Helen noted: ‘I first discovered these shock fronts in a previous short Chandra observation when I was a PhD student. It was an exciting discovery and a fantastic journey into this deep, legacy observation that revealed the detailed shock structure.”

Using this powerful data, Russell and her team studied the gas temperature behind the shock waves in Abell 2146. They showed that electrons are heated primarily by compression of gas by the shock, an effect similar to that seen in the solar wind. The rest of the heating took place through particle collisions. Because the gas is so diffuse, this additional heating took place slowly, over about 200 million years.

Chandra creates such sharp images that it can actually measure how many random gas movements blur the shock front which the theory says will be much narrower. For this cluster, they measure random gas movements at about 650,000 miles per hour.

Collisionless shock waves are important in several other areas of research.

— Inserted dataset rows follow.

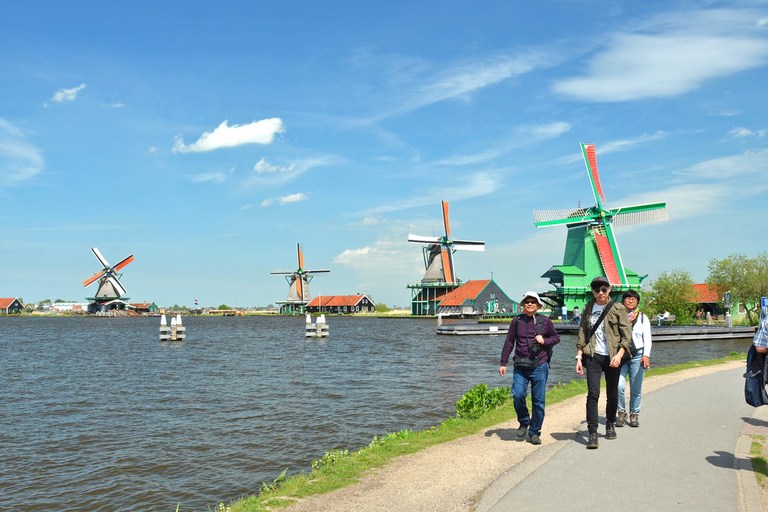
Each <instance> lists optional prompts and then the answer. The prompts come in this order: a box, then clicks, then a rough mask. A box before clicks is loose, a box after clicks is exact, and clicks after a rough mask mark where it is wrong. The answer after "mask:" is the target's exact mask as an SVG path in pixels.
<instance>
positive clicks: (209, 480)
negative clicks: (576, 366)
mask: <svg viewBox="0 0 768 512" xmlns="http://www.w3.org/2000/svg"><path fill="white" fill-rule="evenodd" d="M328 321H329V325H330V337H329V338H328V339H323V340H307V339H305V337H304V319H303V318H274V317H225V318H199V317H198V318H185V319H184V323H185V325H186V327H187V340H186V341H184V342H162V343H161V342H160V341H158V334H159V331H158V327H159V319H157V318H0V371H1V372H2V373H1V375H2V384H1V385H0V461H1V462H0V503H1V505H0V508H2V509H4V510H17V511H33V510H36V511H37V510H68V511H74V510H77V511H97V510H110V511H118V510H125V511H135V510H159V511H162V510H165V511H172V510H175V508H176V505H177V504H178V503H179V502H181V508H180V511H181V512H186V511H206V510H208V506H209V505H210V506H211V508H213V506H214V505H215V504H216V503H218V502H220V501H224V502H228V500H229V499H232V498H237V497H239V496H241V495H243V494H251V493H254V492H256V491H257V490H258V489H259V488H260V486H261V482H262V481H265V480H267V481H270V482H271V481H272V480H273V479H274V478H275V477H277V475H278V474H280V472H281V471H282V470H283V469H285V468H289V474H290V473H295V472H299V471H301V470H304V471H309V469H310V464H311V461H312V459H315V458H319V457H321V456H322V455H323V451H324V450H326V449H331V448H348V449H350V450H356V449H358V448H360V447H361V446H364V445H366V444H368V443H369V442H370V440H371V438H372V437H373V436H374V435H380V434H382V433H385V432H395V431H398V430H402V429H406V428H410V429H425V428H429V427H431V426H436V425H437V424H438V423H439V422H440V421H442V420H443V419H445V418H447V417H448V416H451V415H452V414H453V413H454V409H453V407H454V404H455V403H456V401H457V400H458V399H459V398H460V397H461V395H462V394H464V393H465V392H466V391H467V390H469V389H470V388H472V387H473V386H474V385H475V384H477V383H479V382H485V383H487V384H488V385H489V386H499V385H506V386H509V385H510V384H511V378H509V377H507V378H506V379H501V378H500V377H499V375H498V362H499V355H500V353H501V348H502V344H503V341H504V338H503V337H502V336H487V335H486V336H437V335H436V334H435V323H434V321H431V320H415V319H376V318H337V317H329V319H328ZM562 340H563V341H562V342H561V344H560V345H559V346H558V347H556V348H555V351H554V357H553V359H554V361H553V364H552V368H551V370H550V384H554V383H557V382H568V381H570V380H574V379H576V378H578V376H577V375H576V374H575V372H574V361H573V355H574V354H575V352H576V349H575V337H573V336H563V337H562ZM749 343H750V342H749V341H748V340H746V341H745V340H740V341H721V342H669V343H657V344H655V345H654V348H653V354H652V364H653V365H654V366H666V365H670V364H675V363H681V362H687V361H691V360H701V359H711V358H716V357H721V356H724V355H727V354H730V353H731V352H732V351H738V352H746V351H747V349H748V348H749Z"/></svg>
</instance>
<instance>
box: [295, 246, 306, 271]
mask: <svg viewBox="0 0 768 512" xmlns="http://www.w3.org/2000/svg"><path fill="white" fill-rule="evenodd" d="M296 253H297V254H298V260H299V270H302V269H303V268H304V255H303V254H302V253H301V246H300V245H299V244H296Z"/></svg>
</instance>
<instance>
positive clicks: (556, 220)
mask: <svg viewBox="0 0 768 512" xmlns="http://www.w3.org/2000/svg"><path fill="white" fill-rule="evenodd" d="M581 152H582V154H583V156H584V162H585V163H586V166H587V173H588V174H589V181H590V184H591V185H592V192H593V193H594V196H595V203H596V204H595V206H592V207H591V208H586V209H584V208H582V207H581V205H579V206H578V207H577V208H572V209H569V210H534V212H533V220H534V224H535V225H536V227H538V228H543V227H549V226H557V225H561V224H565V225H567V227H568V238H567V241H566V247H565V256H564V258H563V265H558V266H554V267H552V268H551V269H550V270H549V271H548V272H547V273H546V274H544V275H543V276H542V277H549V278H550V283H552V284H554V285H555V286H556V287H558V288H559V290H558V291H557V292H556V293H554V294H550V295H553V296H555V297H558V302H559V303H560V304H558V305H566V306H568V307H569V309H570V307H571V306H573V305H577V306H579V307H581V306H583V304H584V302H586V300H587V299H589V298H591V297H590V294H589V282H590V281H591V280H592V279H593V278H595V277H597V276H601V275H602V276H605V277H607V278H608V281H610V283H611V285H612V286H613V288H614V291H615V292H619V291H622V290H627V289H629V288H634V289H639V288H640V281H642V279H644V277H645V276H643V277H640V276H638V275H637V274H636V273H634V272H631V271H629V270H628V269H626V268H625V267H624V263H623V261H622V259H621V254H620V253H619V246H618V244H617V243H616V236H615V235H614V232H613V227H614V226H627V225H631V224H644V223H647V222H654V221H660V220H666V219H667V218H668V216H667V209H666V203H664V202H661V203H650V204H644V205H637V206H623V207H619V208H613V209H611V208H609V207H608V203H607V202H606V200H605V195H604V194H603V187H602V185H601V183H600V176H599V174H598V172H597V159H596V157H595V145H594V144H581Z"/></svg>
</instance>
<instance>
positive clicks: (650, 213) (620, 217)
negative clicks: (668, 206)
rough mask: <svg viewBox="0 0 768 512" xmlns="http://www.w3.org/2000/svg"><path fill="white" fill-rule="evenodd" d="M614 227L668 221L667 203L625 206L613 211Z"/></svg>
mask: <svg viewBox="0 0 768 512" xmlns="http://www.w3.org/2000/svg"><path fill="white" fill-rule="evenodd" d="M611 213H612V214H613V219H612V220H611V221H612V223H613V225H614V226H630V225H633V224H647V223H649V222H658V221H661V220H667V219H668V218H669V215H668V214H667V203H653V204H644V205H640V206H625V207H623V208H616V209H615V210H611Z"/></svg>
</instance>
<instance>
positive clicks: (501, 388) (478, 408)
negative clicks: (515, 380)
mask: <svg viewBox="0 0 768 512" xmlns="http://www.w3.org/2000/svg"><path fill="white" fill-rule="evenodd" d="M507 400H509V388H506V387H501V388H493V389H491V390H490V391H489V390H488V386H486V385H485V384H482V383H481V384H478V385H477V386H475V387H474V388H472V389H470V390H469V391H468V392H467V393H466V394H465V395H464V396H463V397H461V398H460V399H459V401H458V402H456V416H457V417H459V418H463V419H467V420H471V419H476V418H479V417H480V416H482V415H483V414H485V413H486V412H488V411H490V410H492V409H495V408H497V407H498V406H500V405H501V404H503V403H504V402H506V401H507Z"/></svg>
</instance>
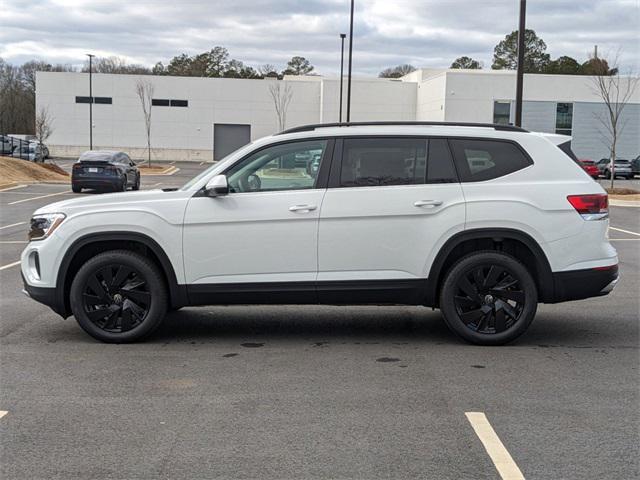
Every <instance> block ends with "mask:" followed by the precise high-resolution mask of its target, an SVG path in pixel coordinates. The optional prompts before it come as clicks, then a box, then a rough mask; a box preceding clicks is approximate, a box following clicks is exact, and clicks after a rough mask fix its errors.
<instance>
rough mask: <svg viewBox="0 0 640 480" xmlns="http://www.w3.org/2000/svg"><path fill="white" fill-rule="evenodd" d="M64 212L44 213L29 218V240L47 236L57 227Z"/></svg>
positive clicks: (62, 216) (60, 220) (63, 216)
mask: <svg viewBox="0 0 640 480" xmlns="http://www.w3.org/2000/svg"><path fill="white" fill-rule="evenodd" d="M65 217H66V215H65V214H64V213H44V214H42V215H35V216H34V217H32V218H31V228H30V229H29V240H42V239H44V238H47V237H48V236H49V235H51V234H52V233H53V231H54V230H55V229H56V228H58V226H59V225H60V224H61V223H62V221H63V220H64V219H65Z"/></svg>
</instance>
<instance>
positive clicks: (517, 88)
mask: <svg viewBox="0 0 640 480" xmlns="http://www.w3.org/2000/svg"><path fill="white" fill-rule="evenodd" d="M526 15H527V0H520V26H519V28H518V70H517V73H516V126H517V127H521V126H522V84H523V81H524V36H525V33H526V27H525V23H526V21H525V19H526Z"/></svg>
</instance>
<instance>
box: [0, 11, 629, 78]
mask: <svg viewBox="0 0 640 480" xmlns="http://www.w3.org/2000/svg"><path fill="white" fill-rule="evenodd" d="M517 8H518V2H516V1H515V0H476V1H473V0H415V1H408V0H396V1H392V0H366V1H365V0H356V23H355V39H354V71H355V72H356V73H357V74H366V75H375V74H377V73H378V72H379V71H380V70H382V69H383V68H385V67H388V66H392V65H396V64H399V63H412V64H414V65H416V66H424V67H447V66H448V65H449V64H450V63H451V61H453V60H454V59H455V58H456V57H458V56H461V55H469V56H472V57H474V58H477V59H479V60H482V61H483V62H484V63H485V66H486V67H489V66H490V64H491V59H492V54H493V47H494V46H495V44H496V43H497V42H498V41H500V40H501V39H502V38H504V36H505V35H506V34H507V33H509V32H511V31H512V30H514V29H515V28H516V26H517V17H518V11H517ZM528 8H529V11H528V18H527V20H528V22H527V26H528V27H529V28H532V29H534V30H536V32H537V33H538V35H539V36H541V37H542V38H543V39H544V40H545V41H546V43H547V46H548V52H549V53H550V54H551V55H552V56H553V57H556V56H560V55H570V56H573V57H575V58H576V59H578V60H579V61H584V60H585V59H586V56H587V54H588V52H590V51H591V50H592V49H593V45H595V44H597V45H598V46H599V47H600V49H601V51H603V52H617V51H618V50H621V52H622V53H621V57H620V59H621V64H622V67H623V69H635V70H636V71H637V70H638V66H639V64H640V53H639V52H640V33H639V31H638V29H639V27H638V25H640V3H639V2H638V0H600V1H596V0H582V1H580V2H576V1H575V0H537V1H535V2H529V5H528ZM0 11H2V12H3V13H2V16H0V57H3V58H4V59H5V60H7V61H10V62H13V63H22V62H24V61H27V60H30V59H32V58H39V59H42V60H47V61H49V62H53V63H71V64H76V65H80V64H82V63H83V61H84V53H86V52H93V53H96V54H98V55H118V56H123V57H126V58H127V59H128V60H129V61H131V62H137V63H142V64H145V65H153V64H154V63H155V62H156V61H163V62H165V63H166V62H167V61H168V60H169V59H170V58H171V57H173V56H174V55H178V54H180V53H183V52H184V53H188V54H195V53H199V52H202V51H205V50H208V49H209V48H211V47H213V46H215V45H223V46H225V47H227V48H228V49H229V52H230V54H231V56H232V57H233V58H237V59H239V60H243V61H245V62H246V63H248V64H250V65H256V66H257V65H260V64H263V63H273V64H276V65H277V66H279V67H280V68H282V67H283V66H284V64H285V63H286V61H287V60H288V59H289V58H290V57H291V56H293V55H303V56H305V57H307V58H308V59H310V60H311V62H312V63H313V64H314V65H315V66H316V70H317V71H318V73H322V74H326V75H333V74H335V73H336V72H337V71H338V69H339V65H338V61H339V45H340V39H339V37H338V34H339V33H341V32H344V33H347V32H348V27H349V18H348V14H349V1H348V0H306V1H296V0H270V1H269V0H234V1H221V0H217V1H194V0H187V1H185V2H180V1H179V0H178V1H175V0H172V1H169V0H155V1H154V0H146V1H140V2H125V1H122V0H40V1H37V0H35V1H34V0H0Z"/></svg>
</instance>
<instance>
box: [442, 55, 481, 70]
mask: <svg viewBox="0 0 640 480" xmlns="http://www.w3.org/2000/svg"><path fill="white" fill-rule="evenodd" d="M449 68H466V69H469V70H480V69H482V62H479V61H478V60H474V59H473V58H471V57H458V58H456V59H455V60H454V61H453V63H452V64H451V66H450V67H449Z"/></svg>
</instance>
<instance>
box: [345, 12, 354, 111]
mask: <svg viewBox="0 0 640 480" xmlns="http://www.w3.org/2000/svg"><path fill="white" fill-rule="evenodd" d="M353 3H354V0H351V23H350V27H349V74H348V75H349V78H348V79H347V123H349V122H350V121H351V64H352V58H353Z"/></svg>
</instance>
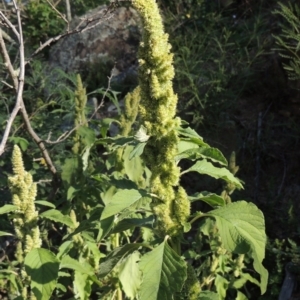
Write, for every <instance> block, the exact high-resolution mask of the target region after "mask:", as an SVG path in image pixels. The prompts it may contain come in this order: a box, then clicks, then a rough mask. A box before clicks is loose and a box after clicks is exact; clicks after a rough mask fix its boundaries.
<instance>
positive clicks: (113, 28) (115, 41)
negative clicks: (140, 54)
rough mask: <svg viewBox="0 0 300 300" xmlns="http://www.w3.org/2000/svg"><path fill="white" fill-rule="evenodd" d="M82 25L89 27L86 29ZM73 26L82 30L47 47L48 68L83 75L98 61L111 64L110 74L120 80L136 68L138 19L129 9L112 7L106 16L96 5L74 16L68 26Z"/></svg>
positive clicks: (98, 62) (85, 27) (125, 7)
mask: <svg viewBox="0 0 300 300" xmlns="http://www.w3.org/2000/svg"><path fill="white" fill-rule="evenodd" d="M92 19H93V20H94V21H91V20H92ZM99 21H100V22H99ZM97 23H100V24H98V25H96V24H97ZM86 27H91V28H90V29H88V30H86V29H85V28H86ZM74 28H79V29H83V30H82V31H81V32H79V33H77V34H73V35H69V36H67V37H65V38H63V39H61V40H59V41H58V42H57V43H56V44H55V45H54V46H53V47H51V49H50V59H49V63H50V66H51V68H53V67H59V68H61V69H62V70H64V71H66V72H80V73H81V74H83V73H86V72H88V70H89V69H90V68H91V66H97V65H99V64H102V63H103V64H108V65H110V66H114V65H115V68H114V75H115V76H116V78H119V79H120V80H121V81H122V80H125V78H126V76H127V75H128V73H129V74H130V75H132V72H135V71H136V66H137V61H136V54H137V49H138V44H139V39H140V19H139V16H138V14H137V12H136V11H135V10H134V9H133V8H126V7H119V8H116V9H115V10H114V11H113V12H112V13H111V16H109V17H107V7H106V6H101V7H98V8H97V9H94V10H92V11H90V12H89V13H88V14H86V15H84V16H82V17H78V18H75V19H74V20H73V21H72V22H71V24H70V29H74ZM99 71H101V70H99Z"/></svg>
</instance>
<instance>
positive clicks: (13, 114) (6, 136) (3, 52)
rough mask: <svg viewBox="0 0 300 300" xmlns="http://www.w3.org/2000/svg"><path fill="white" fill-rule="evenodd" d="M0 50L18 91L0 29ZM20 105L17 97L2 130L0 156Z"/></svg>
mask: <svg viewBox="0 0 300 300" xmlns="http://www.w3.org/2000/svg"><path fill="white" fill-rule="evenodd" d="M0 52H1V54H2V56H3V59H4V62H5V66H6V68H7V70H8V72H9V73H10V76H11V78H12V80H13V84H14V89H15V90H16V92H17V91H18V86H19V83H18V80H17V78H16V74H15V70H14V68H13V66H12V64H11V61H10V58H9V55H8V53H7V49H6V46H5V43H4V40H3V37H2V32H1V31H0ZM21 105H22V98H20V97H17V100H16V104H15V107H14V109H13V111H12V113H11V115H10V117H9V119H8V120H7V123H6V127H5V130H4V133H3V137H2V140H1V143H0V156H1V155H2V154H3V153H4V151H5V145H6V143H7V140H8V137H9V133H10V130H11V127H12V124H13V122H14V120H15V118H16V116H17V114H18V111H19V110H20V108H21Z"/></svg>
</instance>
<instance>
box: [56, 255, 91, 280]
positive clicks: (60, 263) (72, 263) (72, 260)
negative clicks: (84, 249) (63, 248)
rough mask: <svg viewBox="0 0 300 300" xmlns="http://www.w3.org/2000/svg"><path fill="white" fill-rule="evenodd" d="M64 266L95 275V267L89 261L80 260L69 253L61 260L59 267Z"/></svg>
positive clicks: (70, 268) (63, 257) (59, 268)
mask: <svg viewBox="0 0 300 300" xmlns="http://www.w3.org/2000/svg"><path fill="white" fill-rule="evenodd" d="M63 268H66V269H71V270H74V271H77V272H81V273H83V274H88V275H91V276H92V275H94V269H93V267H92V266H91V265H90V264H88V263H87V262H79V261H77V260H75V259H73V258H71V257H70V256H69V255H65V256H64V257H63V258H62V260H61V263H60V266H59V269H63Z"/></svg>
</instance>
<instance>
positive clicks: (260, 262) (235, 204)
mask: <svg viewBox="0 0 300 300" xmlns="http://www.w3.org/2000/svg"><path fill="white" fill-rule="evenodd" d="M207 215H209V216H213V217H215V219H216V224H217V227H218V229H219V233H220V235H221V238H222V242H223V243H224V246H225V248H226V249H228V250H229V251H232V252H236V253H241V254H242V253H247V252H249V250H250V249H251V251H250V254H251V256H252V258H253V259H254V263H253V265H254V269H255V270H256V271H257V272H258V273H259V274H260V276H261V283H260V289H261V293H264V292H265V291H266V287H267V281H268V271H267V270H266V269H265V268H264V266H263V265H262V261H263V259H264V257H265V247H266V242H267V237H266V233H265V221H264V216H263V214H262V212H261V211H260V210H259V209H258V208H257V207H256V206H255V205H254V204H253V203H247V202H246V201H238V202H234V203H231V204H228V205H226V206H224V207H221V208H219V209H215V210H213V211H211V212H209V213H207Z"/></svg>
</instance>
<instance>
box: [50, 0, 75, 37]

For example, the radiation produced by solar wind shocks can negatively affect the operation of spacecraft, as well as the safety of people in space.

A paper describing these results was accepted by: The Monthly Notices of the Royal Astronomical Society and appears online† The authors are Helen Russell (University of Nottingham, United Kingdom), Paul Nulsen (Center for Astrophysics Harvard | Smithsonian, or CfA), Damiano Caprioli (University of Chicago), Urmila Chadayammuri (CfA), Andy Fabian (Cambridge University, United Kingdom ), Matthew Kunz (Princeton University), Brian McNamara (University of Waterloo, Canada), Jeremy Sanders (Max Planck Institute for Extraterrestrial Physics, Germany), Annabelle Richard-Laferriere (Cambridge University, United Kingdom), Maya Beleznay (Massachusetts Institute of Technology), Becky Canning (University of Portsmouth, United Kingdom), Julie Hlavacek-Larrondo (University of Montreal, Canada) and Lindsay King (University of Texas at Dallas).

NASA’s Marshall Space Flight Center manages the Chandra program. The Chandra X-ray Center at the Smithsonian Astrophysical Observatory controls science operations from Cambridge, Massachusetts, and flight operations from Burlington, Massachusetts.